La Guerra Fredda fu la versione secolarizzata delle religioni del Libro. Potevano esserci servizi deviati, certo, potevano esserci traditori, che fingevano di lottare per il bene mentre lottavano per il male. Ma queste restavano eccezioni rispetto a un disegno complessivo. Tranquillizzante, come la carta geografica del Tempo, l’impalpabile territorio nel quale si muove l’unica specie animale capace di inventare l’orologio. Una volta che il bene ha trionfato, una volta che ci siamo ritrovati a vivere in questo regno dei cieli a stelle e strisce, siamo restati orfani di una trama. Quella che fino agli anni ’90 c’era apparsa come una via rettilinea, s’è rivelata d’un tratto una piazza di cui non si vede la fine. Ed eccoci andare su e giù per questa piazza, avanti e indietro, girare in tondo come i carcerati di una qualche galera mediorientale, eccoci sbattere la testa sul pavimento.
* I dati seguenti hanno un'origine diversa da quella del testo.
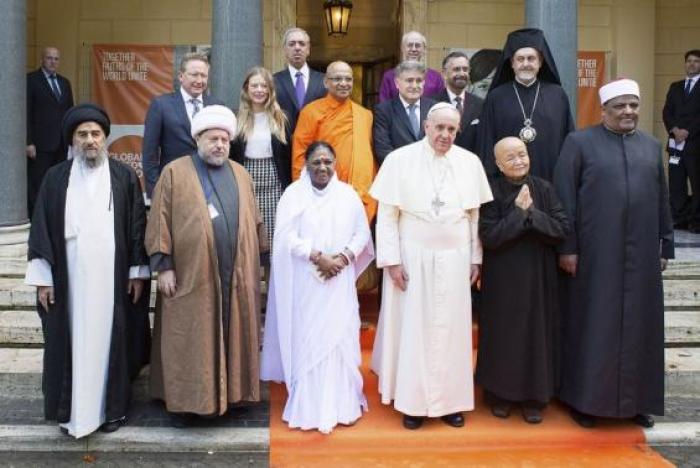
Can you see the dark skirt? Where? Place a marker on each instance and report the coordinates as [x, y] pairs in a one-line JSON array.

Dove cazzo si va?, ringhiamo nell’incrociare un nostro compagno di prigionia.

C’abbiamo provato con lo scontro di civiltà, è vero. Bin Laden e al-Baghdadi si sono impegnati per restituirci ciò di cui sentivamo la mancanza: un nemico. Il Califfo Nero s’era pure scelto questo nome, molto appropriato per un Anticristo secolare. Ma si tingeva la barba con l’hennè, santo cielo. Pare che la trama non abbia credibilità sufficiente per dare una direzione al millennio. La prova: da quando è esplosa l’emergenza del coronavirus di Islam non si sente più parlare. Qualsiasi parola ricollegabile a Isis e ai terroristi musulmani è scomparsa dai trend dei social da mesi. Scoprire che il morbo è stato inoculato nel corpo stanco dell’umanità da quei tagliagole avrebbe l’effetto di una silenziosa redenzione. Loro! Ecco i nemici. Ecco il perché. Ecco il senso. Via loro, via il Male. Un giorno ce la faremo, un giorno sarà tutto più bello.
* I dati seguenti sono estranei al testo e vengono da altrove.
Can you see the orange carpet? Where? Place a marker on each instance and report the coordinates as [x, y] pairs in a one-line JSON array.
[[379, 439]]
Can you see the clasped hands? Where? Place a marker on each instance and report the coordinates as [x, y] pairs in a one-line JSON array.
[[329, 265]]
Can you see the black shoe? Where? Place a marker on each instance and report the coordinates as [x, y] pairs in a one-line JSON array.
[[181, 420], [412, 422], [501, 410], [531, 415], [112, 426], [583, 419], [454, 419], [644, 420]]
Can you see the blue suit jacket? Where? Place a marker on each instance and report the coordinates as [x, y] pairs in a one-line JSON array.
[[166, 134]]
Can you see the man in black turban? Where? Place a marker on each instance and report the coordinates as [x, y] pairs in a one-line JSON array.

Il complottismo è un maldestro tentativo di uscire da questa impasse cronologica, da questo buco della trama. Individua piccoli dei usa e getta, naturalmente grigi, naturalmente ricchi. È la Bibbia riscritta dagli autori di Harmony. Ma tutti noi, non solo i laureati all’università della vita, tutti noi fatichiamo ad ammettere che un senso non c’è. Ci scervelliamo per trovare una lezione: il virus ci servirà per amarci di più, per riscoprire la necessità delle trascurabili cose, per soppesare le priorità, per capire ciò che è davvero importante. Ci illudiamo di sentire ancora ticchettare Dio sulle lettere della tastiera cosmica. Perché il caso è il non-autore per eccellenza. Ogni volta che lo assolutizziamo con l’iniziale maiuscola – il Caso – stiamo mentendo. Il caso è l’orrore, un orrore minuscolo, un orrore senza dignità metafisica né direzione. Il coronavirus c’è perché c’è. La vertigine della tautologia, l’abisso del pleonasmo. Bisogna essere molto saggi o molto sciocchi per accettare la gratuità di ogni cosa. Ma la stragrande maggioranza dell’umanità è e sarà per sempre mediocre. Siamo comparse in una storia scritta da un topo lasciato scorrazzare sulla tastiera.